1
2	Cramfs - cram a filesystem onto a small ROM
3
4cramfs is designed to be simple and small, and to compress things well.
5
6It uses the zlib routines to compress a file one page at a time, and
7allows random page access.  The meta-data is not compressed, but is
8expressed in a very terse representation to make it use much less
9diskspace than traditional filesystems.
10
11You can't write to a cramfs filesystem (making it compressible and
12compact also makes it _very_ hard to update on-the-fly), so you have to
13create the disk image with the "mkcramfs" utility.
14
15
16Usage Notes
17-----------
18
19File sizes are limited to less than 16MB.
20
21Maximum filesystem size is a little over 256MB.  (The last file on the
22filesystem is allowed to extend past 256MB.)
23
24Only the low 8 bits of gid are stored.  The current version of
25mkcramfs simply truncates to 8 bits, which is a potential security
26issue.
27
28Hard links are supported, but hard linked files
29will still have a link count of 1 in the cramfs image.
30
31Cramfs directories have no `.' or `..' entries.  Directories (like
32every other file on cramfs) always have a link count of 1.  (There's
33no need to use -noleaf in `find', btw.)
34
35No timestamps are stored in a cramfs, so these default to the epoch
36(1970 GMT).  Recently-accessed files may have updated timestamps, but
37the update lasts only as long as the inode is cached in memory, after
38which the timestamp reverts to 1970, i.e. moves backwards in time.
39
40Currently, cramfs must be written and read with architectures of the
41same endianness, and can be read only by kernels with PAGE_SIZE
42== 4096.  At least the latter of these is a bug, but it hasn't been
43decided what the best fix is.  For the moment if you have larger pages
44you can just change the #define in mkcramfs.c, so long as you don't
45mind the filesystem becoming unreadable to future kernels.
46
47
48Memory Mapped cramfs image
49--------------------------
50
51The CRAMFS_MTD Kconfig option adds support for loading data directly from
52a physical linear memory range (usually non volatile memory like Flash)

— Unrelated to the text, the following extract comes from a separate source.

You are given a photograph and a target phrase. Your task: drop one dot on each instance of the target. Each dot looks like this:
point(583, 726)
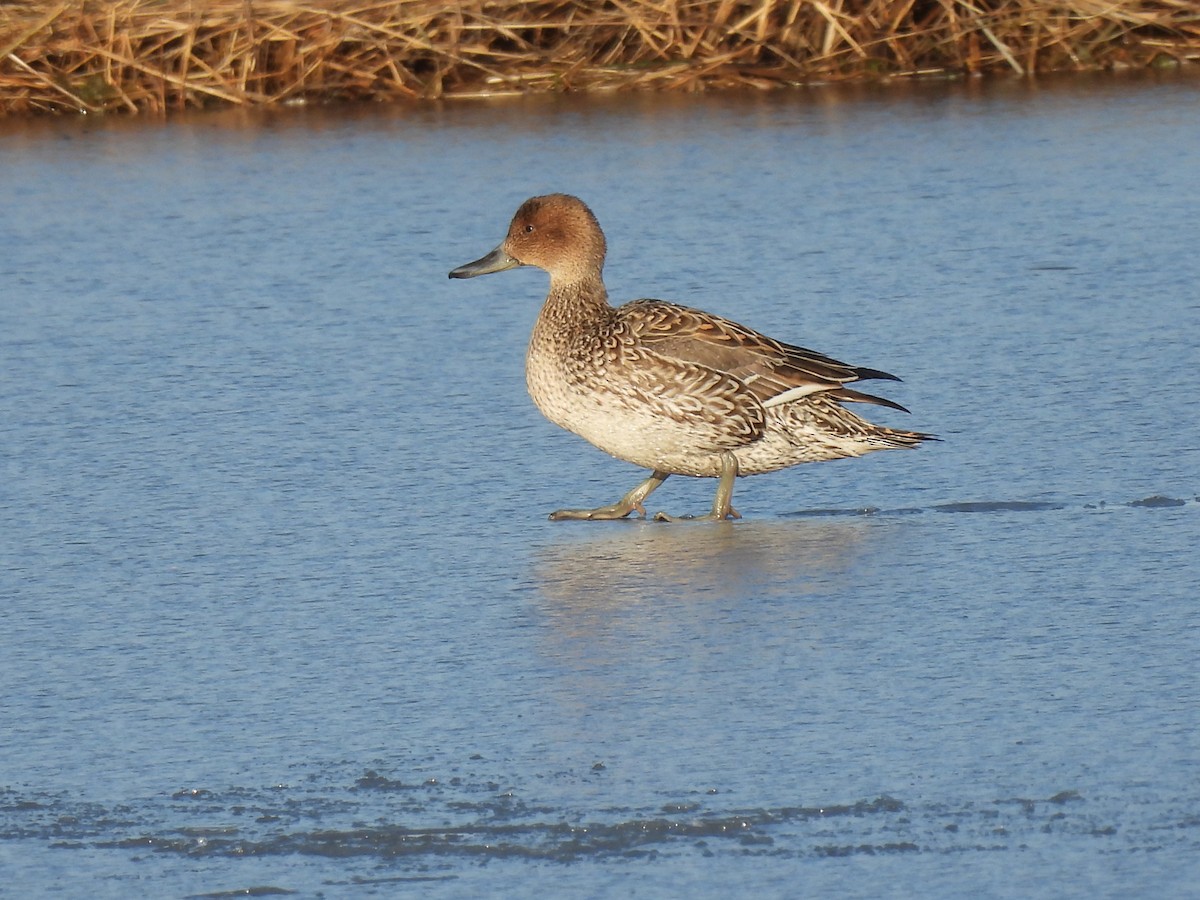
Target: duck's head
point(557, 233)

53instead of going through the block device layer. This saves some memory
54since no intermediate buffering is necessary to hold the data before
55decompressing.
56
57And when data blocks are kept uncompressed and properly aligned, they will
58automatically be mapped directly into user space whenever possible providing
59eXecute-In-Place (XIP) from ROM of read-only segments. Data segments mapped
60read-write (hence they have to be copied to RAM) may still be compressed in
61the cramfs image in the same file along with non compressed read-only
62segments. Both MMU and no-MMU systems are supported. This is particularly
63handy for tiny embedded systems with very tight memory constraints.
64
65The location of the cramfs image in memory is system dependent. You must
66know the proper physical address where the cramfs image is located and
67configure an MTD device for it. Also, that MTD device must be supported
68by a map driver that implements the "point" method. Examples of such
69MTD drivers are cfi_cmdset_0001 (Intel/Sharp CFI flash) or physmap
70(Flash device in physical memory map). MTD partitions based on such devices
71are fine too. Then that device should be specified with the "mtd:" prefix
72as the mount device argument. For example, to mount the MTD device named
73"fs_partition" on the /mnt directory:
74
75$ mount -t cramfs mtd:fs_partition /mnt
76
77To boot a kernel with this as root filesystem, suffice to specify
78something like "root=mtd:fs_partition" on the kernel command line.
79
80
81Tools
82-----
83
84A version of mkcramfs that can take advantage of the latest capabilities
85described above can be found here:
86
87https://github.com/npitre/cramfs-tools
88
89
90For /usr/share/magic
91--------------------
92
930	ulelong	0x28cd3d45	Linux cramfs offset 0
94>4	ulelong	x		size %d
95>8	ulelong	x		flags 0x%x
96>12	ulelong	x		future 0x%x
97>16	string	>\0		signature "%.16s"
98>32	ulelong	x		fsid.crc 0x%x
99>36	ulelong	x		fsid.edition %d
100>40	ulelong	x		fsid.blocks %d
101>44	ulelong	x		fsid.files %d
102>48	string	>\0		name "%.16s"
103512	ulelong	0x28cd3d45	Linux cramfs offset 512
104>516	ulelong	x		size %d
105>520	ulelong	x		flags 0x%x
106>524	ulelong	x		future 0x%x
107>528	string	>\0		signature "%.16s"
108>544	ulelong	x		fsid.crc 0x%x
109>548	ulelong	x		fsid.edition %d
110>552	ulelong	x		fsid.blocks %d
111>556	ulelong	x		fsid.files %d
112>560	string	>\0		name "%.16s"
113
114
115Hacker Notes
116------------
117
118See fs/cramfs/README for filesystem layout and implementation notes.